The group behind SilverRAT, a sophisticated remote access Trojan, is linked to both Turkey and Syria. They plan to release an updated version of the tool to allow control over compromised Windows systems and Android devices.
According to a threat analysis published on Jan. 3, SilverRAT v1 currently works only on Windows systems and allows the building of malware for keylogging and ransomware attacks. It also includes destructive features, such as the ability to delete system restore points, as stated in a report from Singapore-based Cyfirma.
The tool demonstrates that the region’s cybercriminal groups are becoming more sophisticated and dynamic. The first version of SilverRAT, leaked by unknown actors in October, consists of a builder that allows the user to construct a remote access Trojan with specific features.
At least two threat actors, under the handles “Dangerous silver” and “Monstermc,” are the developers behind SilverRAT. They operate on Telegram and online forums, where they engage in activities such as selling malware-as-a-service and offering DDoS attacks on demand. The group is active on Middle Eastern forums, and has developed a botnet called “BossNet” to conduct DDoS attacks.

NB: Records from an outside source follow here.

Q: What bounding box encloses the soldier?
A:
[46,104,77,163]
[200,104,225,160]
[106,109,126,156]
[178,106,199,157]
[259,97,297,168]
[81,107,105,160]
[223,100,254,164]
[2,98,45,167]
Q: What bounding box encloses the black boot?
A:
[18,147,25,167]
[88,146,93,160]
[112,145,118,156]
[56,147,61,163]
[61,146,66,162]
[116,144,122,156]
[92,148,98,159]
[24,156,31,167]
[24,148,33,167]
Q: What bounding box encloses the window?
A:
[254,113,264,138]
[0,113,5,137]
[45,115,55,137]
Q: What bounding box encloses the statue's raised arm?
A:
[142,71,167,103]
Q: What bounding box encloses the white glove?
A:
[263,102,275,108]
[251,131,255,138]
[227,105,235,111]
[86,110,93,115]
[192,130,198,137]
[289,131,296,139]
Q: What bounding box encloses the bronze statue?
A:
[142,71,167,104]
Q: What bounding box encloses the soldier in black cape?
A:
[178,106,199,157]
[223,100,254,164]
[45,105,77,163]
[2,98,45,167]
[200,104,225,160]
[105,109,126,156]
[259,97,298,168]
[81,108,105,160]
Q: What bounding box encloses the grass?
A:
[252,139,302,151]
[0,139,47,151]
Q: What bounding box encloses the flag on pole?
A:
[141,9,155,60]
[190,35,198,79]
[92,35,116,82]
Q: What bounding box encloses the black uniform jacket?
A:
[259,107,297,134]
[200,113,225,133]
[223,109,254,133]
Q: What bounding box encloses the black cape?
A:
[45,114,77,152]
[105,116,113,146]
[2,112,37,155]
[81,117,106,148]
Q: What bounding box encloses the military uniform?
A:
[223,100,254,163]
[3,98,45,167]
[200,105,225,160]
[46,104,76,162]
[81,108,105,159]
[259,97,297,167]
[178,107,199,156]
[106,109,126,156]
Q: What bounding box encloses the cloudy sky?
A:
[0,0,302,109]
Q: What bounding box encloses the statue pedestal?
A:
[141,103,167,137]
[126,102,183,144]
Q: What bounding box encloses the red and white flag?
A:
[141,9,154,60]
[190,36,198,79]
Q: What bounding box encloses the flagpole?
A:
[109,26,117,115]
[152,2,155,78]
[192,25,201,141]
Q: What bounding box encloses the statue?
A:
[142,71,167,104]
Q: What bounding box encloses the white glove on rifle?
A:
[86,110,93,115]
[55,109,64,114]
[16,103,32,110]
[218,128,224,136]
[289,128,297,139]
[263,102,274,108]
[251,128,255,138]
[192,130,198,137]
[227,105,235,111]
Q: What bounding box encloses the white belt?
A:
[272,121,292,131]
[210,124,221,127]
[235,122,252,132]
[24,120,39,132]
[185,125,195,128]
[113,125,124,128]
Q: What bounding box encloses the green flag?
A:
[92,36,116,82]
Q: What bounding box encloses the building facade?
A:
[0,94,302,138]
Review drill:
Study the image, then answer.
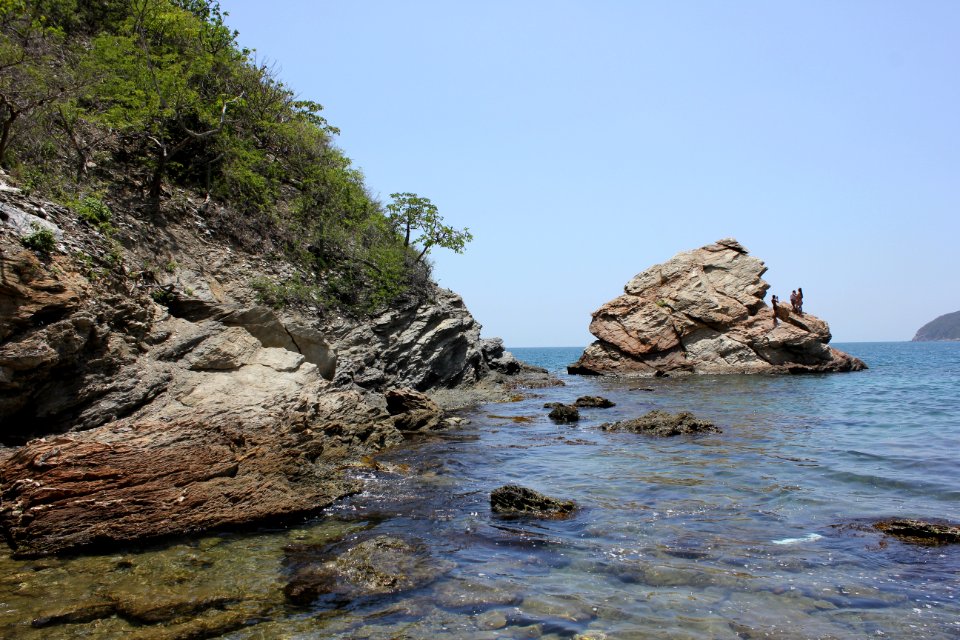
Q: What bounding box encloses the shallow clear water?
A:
[0,343,960,640]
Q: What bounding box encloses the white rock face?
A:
[569,238,866,375]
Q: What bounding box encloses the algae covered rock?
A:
[548,402,580,424]
[873,519,960,546]
[573,396,617,409]
[600,410,720,437]
[284,535,452,604]
[490,484,577,518]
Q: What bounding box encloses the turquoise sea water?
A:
[312,343,960,638]
[0,343,960,640]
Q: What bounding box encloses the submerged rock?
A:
[549,402,580,424]
[873,520,960,546]
[284,535,452,604]
[568,239,866,376]
[600,410,720,437]
[490,484,577,518]
[573,396,617,409]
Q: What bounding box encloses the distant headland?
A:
[913,311,960,342]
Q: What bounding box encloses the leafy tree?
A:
[0,0,75,166]
[387,193,473,262]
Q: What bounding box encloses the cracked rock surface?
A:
[568,238,866,376]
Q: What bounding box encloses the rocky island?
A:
[912,311,960,342]
[568,239,866,376]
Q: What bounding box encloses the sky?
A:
[221,0,960,347]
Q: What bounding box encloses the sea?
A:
[0,342,960,640]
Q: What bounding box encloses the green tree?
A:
[387,192,473,262]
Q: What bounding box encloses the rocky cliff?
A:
[913,311,960,342]
[568,239,866,375]
[0,186,543,555]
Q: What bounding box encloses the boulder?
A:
[568,239,866,376]
[325,288,490,391]
[384,388,443,431]
[490,484,577,518]
[284,535,452,605]
[548,402,580,424]
[873,519,960,546]
[600,410,720,437]
[480,338,523,375]
[573,396,617,409]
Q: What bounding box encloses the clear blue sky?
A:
[221,0,960,347]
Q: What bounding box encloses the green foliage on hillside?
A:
[0,0,471,312]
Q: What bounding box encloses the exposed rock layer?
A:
[568,239,866,375]
[0,194,530,555]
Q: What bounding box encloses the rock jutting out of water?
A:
[600,410,720,437]
[0,188,555,556]
[490,484,577,518]
[548,402,580,424]
[573,396,617,409]
[873,519,960,546]
[568,239,866,376]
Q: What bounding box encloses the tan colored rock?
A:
[568,239,866,375]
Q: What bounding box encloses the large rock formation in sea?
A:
[0,191,545,555]
[913,311,960,342]
[568,239,866,375]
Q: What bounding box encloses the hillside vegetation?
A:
[0,0,471,314]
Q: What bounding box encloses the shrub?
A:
[20,222,57,258]
[73,196,113,235]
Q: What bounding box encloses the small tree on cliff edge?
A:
[387,193,473,262]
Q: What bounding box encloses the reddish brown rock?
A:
[568,239,866,375]
[0,392,401,556]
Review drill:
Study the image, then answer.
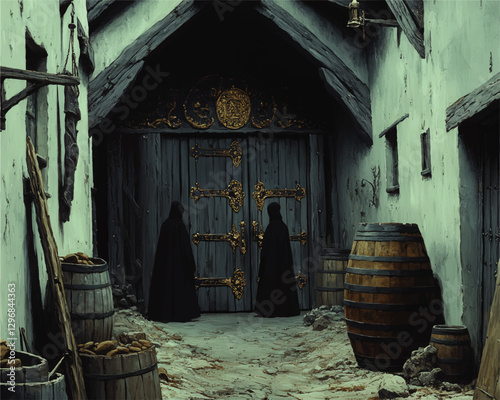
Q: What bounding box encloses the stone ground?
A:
[115,310,473,400]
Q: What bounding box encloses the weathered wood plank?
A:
[256,1,373,143]
[474,261,500,400]
[446,72,500,131]
[89,0,203,128]
[26,138,87,399]
[386,0,425,58]
[319,68,373,145]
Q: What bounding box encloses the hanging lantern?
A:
[347,0,364,28]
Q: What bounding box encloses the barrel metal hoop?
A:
[344,298,424,311]
[347,332,398,343]
[357,223,420,233]
[344,283,434,294]
[345,318,414,332]
[84,364,157,381]
[430,336,470,346]
[64,282,111,290]
[432,326,468,335]
[437,358,464,364]
[346,267,432,276]
[349,254,430,263]
[354,232,424,242]
[71,310,115,319]
[61,262,108,274]
[316,269,346,274]
[316,286,344,292]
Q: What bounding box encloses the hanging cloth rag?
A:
[59,7,82,222]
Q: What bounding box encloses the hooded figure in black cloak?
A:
[148,201,200,322]
[255,203,300,317]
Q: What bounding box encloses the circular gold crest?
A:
[216,88,251,129]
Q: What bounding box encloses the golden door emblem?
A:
[216,87,251,129]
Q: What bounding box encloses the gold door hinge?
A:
[191,141,243,168]
[191,180,245,212]
[192,221,247,254]
[252,181,306,211]
[195,268,246,300]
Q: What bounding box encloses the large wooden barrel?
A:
[430,325,474,382]
[316,248,350,306]
[61,258,114,343]
[0,373,68,400]
[344,223,436,371]
[0,350,49,384]
[80,346,161,400]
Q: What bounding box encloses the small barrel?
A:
[61,258,114,343]
[80,346,161,400]
[344,223,437,371]
[316,248,350,306]
[0,373,68,400]
[430,325,474,383]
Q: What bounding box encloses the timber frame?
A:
[0,67,80,131]
[89,0,373,145]
[446,72,500,131]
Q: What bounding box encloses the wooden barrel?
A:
[316,249,349,306]
[430,325,474,382]
[0,373,68,400]
[344,223,436,371]
[0,350,49,384]
[62,258,114,343]
[81,346,161,400]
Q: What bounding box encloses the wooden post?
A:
[474,260,500,400]
[26,138,87,400]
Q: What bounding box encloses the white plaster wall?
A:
[92,0,182,77]
[336,0,500,324]
[272,0,368,84]
[0,0,92,350]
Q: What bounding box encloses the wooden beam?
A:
[89,0,205,128]
[386,0,425,58]
[256,1,373,144]
[87,0,116,23]
[404,0,424,31]
[319,68,373,145]
[446,72,500,131]
[0,67,80,86]
[26,137,87,400]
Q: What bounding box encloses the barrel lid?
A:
[358,222,420,233]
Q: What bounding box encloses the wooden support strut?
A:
[26,138,87,400]
[0,67,80,131]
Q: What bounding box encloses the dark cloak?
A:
[148,201,200,322]
[255,203,300,317]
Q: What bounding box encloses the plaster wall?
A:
[92,0,182,77]
[335,0,500,338]
[272,0,369,84]
[0,0,92,350]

Sarah Jones, a cyber threat intelligence research analyst, suggests that while state-sponsored hacking groups have dominated the Middle East threat landscape, homegrown groups like Anonymous Arabic continue to proliferate in the cybercrime markets.
The profile of young hackers in the Middle East revealed that at least one member of the Anonymous Arabic group started as a game hacker before moving on to cybercrime.
The United States Department of Homeland Security’s Cyber Safety Review Board has identified young hackers as an existential danger due to their transition into cybercriminal enterprises.
While this content highlights the development of SilverRAT, it exemplifies the evolving nature of the underground markets in the region.